Dairy is a no-go, meaning that your meal-ending cappuccino is made with frothed soy milk and desserts are served with coconut-soy-milk ice creams. But these are challenges easily overcome by a creative kitchen whose members can cook without the usual crutches of butter and cream.
But when Cook set out to create the bar program, he faced a whole new set of hurdles.
Anyone who’s ever sipped a glass of Manischewitz knows that the jokes about cloying kosher wines are well-founded, but very few folks know the backstory.
Manischewitz falls under the category of mevushal wines, which have been cooked to a bare boil or flash-pasturized, killing off any fine mold that would make them nonkosher. This process allows non-Jews to serve the wines, but also does a number on the tannins and acids, resulting in flavors that are, well, let’s just say a little flabby. Citron and Rose, however, has done a fine job curating a list of wines that are quite interesting, including Spanish cavas, Piedmontese barolos and even an unlikely trockenbeerenauslese for dessert.
The real magic, though, happens in the cocktail menu that Cook and general manager Eilon Gigi created. Stocking bar basics was pretty straightforward, given the fact that most liqueurs carry a hechsher, but when it came to the amaros and vermouths that most mixologists rely on, there aren’t many kosher ones. There’s no Campari behind the bar, and not even a bottle of sweet vermouth.
But these limitations, this forced creativity, make the cocktails especially exciting. It’s a playful list full of nods to Eastern Europe.
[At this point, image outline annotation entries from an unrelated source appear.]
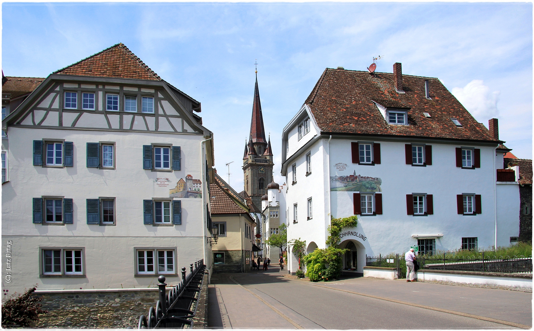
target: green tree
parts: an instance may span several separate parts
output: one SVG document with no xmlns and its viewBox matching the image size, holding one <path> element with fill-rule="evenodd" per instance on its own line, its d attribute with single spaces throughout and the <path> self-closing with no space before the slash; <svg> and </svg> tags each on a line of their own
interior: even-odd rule
<svg viewBox="0 0 534 331">
<path fill-rule="evenodd" d="M 280 248 L 280 254 L 284 252 L 284 248 L 287 246 L 287 228 L 286 224 L 282 223 L 278 227 L 278 233 L 273 234 L 268 239 L 265 240 L 265 243 L 270 246 L 274 246 Z"/>
</svg>

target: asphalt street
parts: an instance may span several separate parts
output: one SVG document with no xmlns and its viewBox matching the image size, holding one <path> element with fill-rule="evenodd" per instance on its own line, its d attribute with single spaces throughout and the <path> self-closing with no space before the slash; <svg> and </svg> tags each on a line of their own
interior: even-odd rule
<svg viewBox="0 0 534 331">
<path fill-rule="evenodd" d="M 313 283 L 287 271 L 216 274 L 214 328 L 512 329 L 532 325 L 532 293 L 403 280 Z"/>
</svg>

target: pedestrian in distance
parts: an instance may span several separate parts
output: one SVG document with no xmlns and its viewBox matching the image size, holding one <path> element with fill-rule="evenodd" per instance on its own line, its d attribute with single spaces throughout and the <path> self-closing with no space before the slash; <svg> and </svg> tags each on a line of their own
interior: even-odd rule
<svg viewBox="0 0 534 331">
<path fill-rule="evenodd" d="M 414 279 L 415 274 L 415 267 L 413 265 L 414 261 L 417 258 L 413 253 L 413 248 L 410 248 L 410 250 L 404 255 L 404 259 L 406 260 L 406 281 L 417 281 Z"/>
</svg>

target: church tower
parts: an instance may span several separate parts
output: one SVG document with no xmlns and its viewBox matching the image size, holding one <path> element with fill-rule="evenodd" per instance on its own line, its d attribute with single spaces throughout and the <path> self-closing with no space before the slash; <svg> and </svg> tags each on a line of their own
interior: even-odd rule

The Lower East Side blends gin, cucumber and dill into a drink that exists somewhere between a gimlet and a pickle. The Reb Roy, Citron’s answer to a Manhattan, brings together bourbon, Drambuie, bitters and barrel-aged Manischewitz. A recent addition to the menu, 40 Days and 40 Nights, is the Dark and Stormy that would be at home at a Jewish deli, a genius pairing of allspice-infused rum, brown-sugar syrup, lime and a pour of Dr. Brown’s Cel-Ray soda.